Liu Mingxiu is 85 Years old. It was the first thing she told me. She was walking along the road between the lines of tents, when she saw me talking with the two Mi sisters, two women 20 years her younger. She was proud of her age, showing me with her fingers. A prestigious age, we all acknowledge. “I’m very lucky.” Then she told me she had six teeth, three on the bottom, three on the top. She spoke thick Sichuanese so though she understood my questions, I could not even pick out words from her answers.
We asked her how she is now, after the earthquake. She is not well, she tells us. Her morale is low, her mood depressed. “I have no hope in life. I just live.” She put her hand over her mouth and her laugh was soft and charming. “Why?” we ask, “Do you have enough food, enough water? Do you have a tent?” Many people in the earthquake zone still don’t, but this camp in Loushui is well supplied. There is running water and young people recruited by Taiwanese organization Tzuchi wear yellow vests and help distribute hot meals. “I cannot eat – nothing tastes anymore.” She thinks, “And there is no place to play. We used to play Majiang.” The Mi sisters both chime in, “We loved playing Majiang.” The memory makes everyone smile.
My translator also found it difficult to communicate with Mingxiu. She understood what the old woman said, but some of it didn’t quite make sense. Sometimes the three old women spoke at once and my translator couldn’t keep up. Later she tells me Mingxiu took her hand and confided, “I have a bad sense of direction. I can’t even call myself a cab. My sense of direction is very bad.”

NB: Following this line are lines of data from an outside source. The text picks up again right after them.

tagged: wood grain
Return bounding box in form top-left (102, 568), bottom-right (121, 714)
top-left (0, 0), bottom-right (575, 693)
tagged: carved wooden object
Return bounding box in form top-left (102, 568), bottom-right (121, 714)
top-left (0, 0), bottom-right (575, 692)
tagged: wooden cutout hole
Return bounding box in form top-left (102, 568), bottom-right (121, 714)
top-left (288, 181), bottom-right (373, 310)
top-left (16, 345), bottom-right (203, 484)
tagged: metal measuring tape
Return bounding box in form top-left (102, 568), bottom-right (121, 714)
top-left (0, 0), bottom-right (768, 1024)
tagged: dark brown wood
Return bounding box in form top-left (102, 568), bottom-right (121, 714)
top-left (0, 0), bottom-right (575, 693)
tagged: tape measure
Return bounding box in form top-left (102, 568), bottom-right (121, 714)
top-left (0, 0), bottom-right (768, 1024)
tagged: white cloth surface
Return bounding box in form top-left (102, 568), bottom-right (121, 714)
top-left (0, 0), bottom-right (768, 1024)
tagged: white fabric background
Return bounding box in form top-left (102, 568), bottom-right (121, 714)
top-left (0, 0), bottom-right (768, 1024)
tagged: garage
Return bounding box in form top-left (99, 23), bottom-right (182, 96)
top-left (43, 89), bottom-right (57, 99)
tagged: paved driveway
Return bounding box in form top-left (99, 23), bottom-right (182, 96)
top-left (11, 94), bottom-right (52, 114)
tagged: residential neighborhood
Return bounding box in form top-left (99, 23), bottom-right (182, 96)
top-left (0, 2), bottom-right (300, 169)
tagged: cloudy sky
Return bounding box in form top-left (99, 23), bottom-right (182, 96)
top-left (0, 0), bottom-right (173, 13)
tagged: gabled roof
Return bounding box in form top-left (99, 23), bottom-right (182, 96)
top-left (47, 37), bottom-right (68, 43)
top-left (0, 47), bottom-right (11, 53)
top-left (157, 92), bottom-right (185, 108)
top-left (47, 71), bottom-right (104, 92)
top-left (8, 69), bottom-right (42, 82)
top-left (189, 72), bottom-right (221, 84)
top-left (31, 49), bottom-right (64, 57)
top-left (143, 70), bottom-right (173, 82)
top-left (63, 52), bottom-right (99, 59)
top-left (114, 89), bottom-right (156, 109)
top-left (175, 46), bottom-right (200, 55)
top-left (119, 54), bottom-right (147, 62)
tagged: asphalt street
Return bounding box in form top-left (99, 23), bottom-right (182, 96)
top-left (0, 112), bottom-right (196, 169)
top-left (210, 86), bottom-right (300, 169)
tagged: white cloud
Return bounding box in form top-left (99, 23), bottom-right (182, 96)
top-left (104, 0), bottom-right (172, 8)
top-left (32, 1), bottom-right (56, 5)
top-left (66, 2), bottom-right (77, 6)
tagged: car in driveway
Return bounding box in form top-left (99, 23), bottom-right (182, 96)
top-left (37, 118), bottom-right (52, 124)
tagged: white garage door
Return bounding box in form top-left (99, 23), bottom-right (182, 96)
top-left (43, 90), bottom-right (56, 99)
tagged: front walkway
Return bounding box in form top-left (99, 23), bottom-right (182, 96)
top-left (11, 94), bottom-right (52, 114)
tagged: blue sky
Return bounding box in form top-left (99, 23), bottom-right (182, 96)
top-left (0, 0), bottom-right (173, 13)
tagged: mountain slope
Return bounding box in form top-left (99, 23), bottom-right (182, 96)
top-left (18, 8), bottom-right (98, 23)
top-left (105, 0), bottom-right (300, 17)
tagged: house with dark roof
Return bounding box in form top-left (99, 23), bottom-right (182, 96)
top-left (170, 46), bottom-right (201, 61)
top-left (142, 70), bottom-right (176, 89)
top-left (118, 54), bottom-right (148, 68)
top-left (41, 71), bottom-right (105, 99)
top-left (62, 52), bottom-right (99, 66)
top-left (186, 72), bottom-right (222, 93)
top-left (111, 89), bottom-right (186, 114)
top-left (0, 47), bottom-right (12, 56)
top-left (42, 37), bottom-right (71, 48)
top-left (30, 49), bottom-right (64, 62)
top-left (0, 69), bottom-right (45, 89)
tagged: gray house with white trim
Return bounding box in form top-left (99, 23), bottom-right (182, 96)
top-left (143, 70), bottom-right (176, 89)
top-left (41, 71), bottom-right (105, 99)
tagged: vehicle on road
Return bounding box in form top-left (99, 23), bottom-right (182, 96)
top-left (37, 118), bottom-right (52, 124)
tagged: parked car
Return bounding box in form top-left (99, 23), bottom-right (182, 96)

I ask more questions, do you have children? “I have three sons,” she tells me “Five children. Three sons, two daughters.” “Where do they live?” I ask her, “In Loushui with you?” She shakes her head. “I haven’t heard from them since the earthquake. My youngest daughter lives in Mianzhu, the other three live in Shifang.” Two nearby towns, both heavily damaged in the earthquake. Still, there were towns much harder hit – most of the population of Mianzhu and Shifang survived. “Before the earthquake the visited me ever one or two months.” One of the Mi sisters adds that one of her sons lives with her.
My translator and I are both surprised and dismayed. Haven’t heard from them since the earthquake? “Can’t the government help you to find them? Do they have cell phone numbers?” “I have no phone,” she says, “No TV. Everything gone in the earthquake.”
At the time I thought there must be some mistake in translation. Almost a month and a half later, enough of the chaos had dissipated that this surprised me. But after we finished talking she led me to the tent where she now lived and we met her son. He confirmed that he had no word from his four siblings since the earthquake. He had white hair himself and had been sitting on the bed inside the tent. He looked distraught, much more distressed than the faces I see outside. It made me believe that much of the public suffering photographed in the week following the earthquake must simply have moved inside. The only place privacy still exists in the camp is in the stifling heat inside the tents. Even on the day we visited, when it rained off and on and the temperature was pleasant, no one remained in the tents in the daylight.
I asked her about the first time she ever saw a foreigner. “Not before the earthquake,” she says. “Now there are many here, but before the earthquake I had never met a foreigner.” This too surprises me, for her village was only two hours drive from Chengdu. “In Chengdu I think there are foreigners,” she says, “but I have not been.” She told me she had been once, when she was middle aged – forty something. She last saw Chengdu in the seventies.
As we leave, my translator asks how to write her name but she shook her head. She can recognize the characters of her name “bright beautiful,” but she doesn’t know any other characters. “I never went to school,” she explains. She grew up in Loushui. She farmed in a nearby field until she married. They she moved into her house and lived there for seventy years. “That is why I am not well,” she says. She had great affection for her house, she said, her things. “Now everything is gone.”